Thursday, November 26, 2009
I am cooking a big 20-course dinner for 50 people tomorrow. I have uploaded an appetizer that is part of the menu for you to enjoy or make it part of your carte du jour.
1 large Yukon gold or russet potato
1 cup finely chopped onion
½ cup chopped fresh cilantro
Salt to taste
Plain yogurt, whipped
½ cup sweet chutney sauce (see recipe below)
½ cup hot chutney sauce (see recipe below)
Chaat Papdi (Indian crispy fried whole wheat rounds), available at Indian stores or substitute potato chips
½ cup or more thin chickpea flour noodles (sev), available at Indian stores
1. Cook the potato in boiling salted water until tender; drain and let cool. Peel and dice the potato, and place in a large bowl.
2. Add the onion and cilantro to the bowl; toss gently to mix. Season with salt and mix well.
3. Drizzle with yogurt, sweet and hot chutney sauces and mix very gently. To serve, spoon about a tablespoon of the mixture onto individual Indian crispy chaat rounds or chips. Sprinkle sev noodles on top. Serve immediately. Serves 4
Sweet Chutney Sauce
Use this as a dipping sauce for crudités onion rings or fritters.
½ cup raisins
2 teaspoons tamarind concentrate dissolved in ½ cup water
1 slice of ¼ -inch thick knob fresh ginger
½ tablespoon sugar
¼ cup water
¾ teaspoon salt
½ teaspoon ground cumin
1. Combine the raisins and tamarind liquid in a medium saucepan. Cook over moderate heat until raisins are very soft 6 to 8 minutes. Cool and transfer to a blender or food processor.
2. Add the ginger, sugar, water, salt and cumin to the blender. Process to a smooth puree; stopping as necessary to scrape down the sides of the container. Transfer to a serving bowl. Let stand a few minutes for the flavors to meld. Cover and refrigerate the chutney sauce if not using. It keeps well for up to 1 week. Makes about 1 cup
Hot Green Chutney Sauce
Add more chiles if hotter taste is desired.
2 cups packed fresh cilantro with stems
1 cup packed fresh mint leaves
1 fresh green serrano or jalapeno chiles, stemmed
1 teaspoon salt
1 teaspoon sugar
¼ cup fresh lime juice
¼ cup water
1. Combine all the ingredients in a blender. Process until smoothly pureed, stopping from time to time to scrape down the sides of the container.
2. Transfer to a serving bowl. Let stand a few minutes for the flavors to meld. The chutney can be refrigerated for up to 3 days. Makes about 1½ cups
Tuesday, November 3, 2009
Someone called me this morning to tell how much she enjoys the vegetarian dishes from my cooking classes as well as my cookbook, “The Dance of Spices.” I thought you too might like to cook this lighter version.

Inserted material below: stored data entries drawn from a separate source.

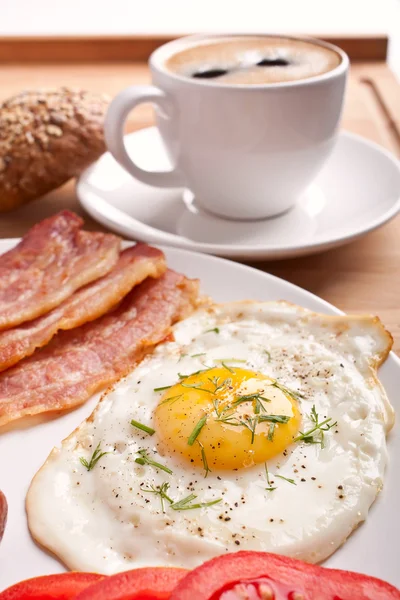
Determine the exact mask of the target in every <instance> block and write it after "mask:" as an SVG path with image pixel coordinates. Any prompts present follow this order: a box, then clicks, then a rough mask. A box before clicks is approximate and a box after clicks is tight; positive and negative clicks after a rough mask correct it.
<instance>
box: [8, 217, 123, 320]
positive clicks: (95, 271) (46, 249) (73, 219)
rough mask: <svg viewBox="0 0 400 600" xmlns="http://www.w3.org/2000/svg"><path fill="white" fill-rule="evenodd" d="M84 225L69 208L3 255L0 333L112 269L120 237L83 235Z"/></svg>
mask: <svg viewBox="0 0 400 600" xmlns="http://www.w3.org/2000/svg"><path fill="white" fill-rule="evenodd" d="M82 224H83V221H82V219H81V218H80V217H78V216H77V215H75V214H74V213H72V212H69V211H67V210H64V211H62V212H60V213H58V214H57V215H55V216H54V217H50V218H49V219H45V220H44V221H41V222H40V223H38V224H37V225H35V226H34V227H32V229H30V230H29V231H28V233H27V234H26V235H25V237H24V238H23V239H22V240H21V242H20V243H19V244H18V245H17V246H16V247H15V248H13V249H12V250H10V251H9V252H6V253H5V254H3V255H2V256H0V329H7V328H9V327H13V326H15V325H19V324H20V323H23V322H24V321H29V320H30V319H34V318H36V317H38V316H40V315H43V314H44V313H46V312H48V311H49V310H51V309H52V308H54V307H55V306H58V305H59V304H60V303H61V302H63V300H65V299H66V298H68V297H69V296H71V294H73V292H74V291H75V290H77V289H78V288H80V287H82V286H83V285H86V284H87V283H90V282H91V281H94V280H95V279H98V278H99V277H102V276H103V275H105V274H106V273H108V272H109V271H110V270H111V269H112V267H113V266H114V265H115V263H116V262H117V260H118V253H119V245H120V239H119V238H118V237H116V236H115V235H111V234H105V233H94V232H88V231H81V230H80V228H81V226H82Z"/></svg>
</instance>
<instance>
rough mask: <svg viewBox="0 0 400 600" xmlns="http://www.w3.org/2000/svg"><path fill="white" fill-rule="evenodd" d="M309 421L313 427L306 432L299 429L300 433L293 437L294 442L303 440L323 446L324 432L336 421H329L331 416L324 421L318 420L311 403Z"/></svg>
mask: <svg viewBox="0 0 400 600" xmlns="http://www.w3.org/2000/svg"><path fill="white" fill-rule="evenodd" d="M309 419H310V421H312V423H314V427H312V428H311V429H309V430H308V431H306V432H302V431H300V435H298V436H297V437H296V438H294V440H293V441H294V442H300V441H301V442H304V443H306V444H320V446H321V448H325V432H326V431H329V430H330V429H332V427H336V425H337V421H335V422H334V423H331V421H332V418H331V417H329V418H327V419H325V420H324V421H321V422H320V421H319V415H318V413H317V411H316V409H315V405H313V407H312V409H311V414H310V415H309Z"/></svg>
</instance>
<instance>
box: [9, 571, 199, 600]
mask: <svg viewBox="0 0 400 600" xmlns="http://www.w3.org/2000/svg"><path fill="white" fill-rule="evenodd" d="M187 573H188V571H187V570H186V569H178V568H174V567H171V568H166V567H145V568H142V569H134V570H132V571H125V572H123V573H118V574H117V575H111V576H110V577H107V578H106V579H104V580H103V581H100V582H99V583H96V584H94V585H92V586H90V587H89V588H87V589H86V590H83V592H81V593H80V594H78V595H77V596H76V599H74V600H167V599H168V598H169V597H170V595H171V592H172V590H173V589H174V588H175V587H176V585H177V584H178V583H179V581H180V580H181V579H182V578H183V577H185V575H186V574H187ZM0 600H1V598H0Z"/></svg>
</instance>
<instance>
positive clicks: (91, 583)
mask: <svg viewBox="0 0 400 600" xmlns="http://www.w3.org/2000/svg"><path fill="white" fill-rule="evenodd" d="M103 578H104V576H103V575H97V574H96V573H60V574H59V575H44V576H43V577H34V578H33V579H26V580H25V581H20V582H19V583H16V584H15V585H12V586H11V587H9V588H7V589H6V590H4V592H0V600H70V599H71V598H75V596H76V594H79V592H81V591H82V590H84V589H85V588H87V587H88V586H90V585H92V584H93V583H95V582H97V581H99V580H100V579H103Z"/></svg>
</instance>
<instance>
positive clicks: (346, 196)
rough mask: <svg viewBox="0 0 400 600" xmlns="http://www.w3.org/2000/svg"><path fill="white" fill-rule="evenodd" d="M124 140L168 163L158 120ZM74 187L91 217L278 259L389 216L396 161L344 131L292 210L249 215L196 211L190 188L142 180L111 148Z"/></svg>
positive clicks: (337, 243)
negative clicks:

Glistening Brussels sprouts are stunning with peppercorns and sesame seeds. This dish makes a great topping for freshly cooked brown or wild rice.
2 tablespoons sesame seeds
3 tablespoons vegetable oil
1 teaspoon yellow or brown mustard seeds
1 cup sliced onion
2 fresh green serrano or jalapeno chiles, stemmed and chopped
1 teaspoon black peppercorns, lightly crushed
2 pounds brussels sprouts, trimmed of outer leaves and quartered
1 teaspoon salt
Dried or fresh grated unsweetened coconut (optional)
1. In a small skillet over medium heat, toast the sesame seeds until the seeds are aromatic and uniformly reddish in color, for 4 minutes. Cool thoroughly. Transfer to a coffee mill or spice grinder and grind coarsely. Set aside.
2. Have a spatter screen ready before you continue. Heat the oil in a large skillet over medium-high heat. Add the mustard seeds, immediately cover with a spatter screen, and cook until the seeds stop popping, about 30 seconds. Add the onion and chilies and cook until the onion is very soft and just beginning to turn brown at the edges, 4 minutes. Add the pepper and sesame seeds and stir for a few seconds. Add the brussels sprouts and cook, stirring, until the sprouts are coated. Sprinkle with salt and reduce heat to low. Cover and cook until the sprouts are crisp-tender, 10 to 12 minutes.
3. Transfer to an attractive heated serving dish. Garnish with the coconut, if desired, and serve. Serves 6 as a side dish.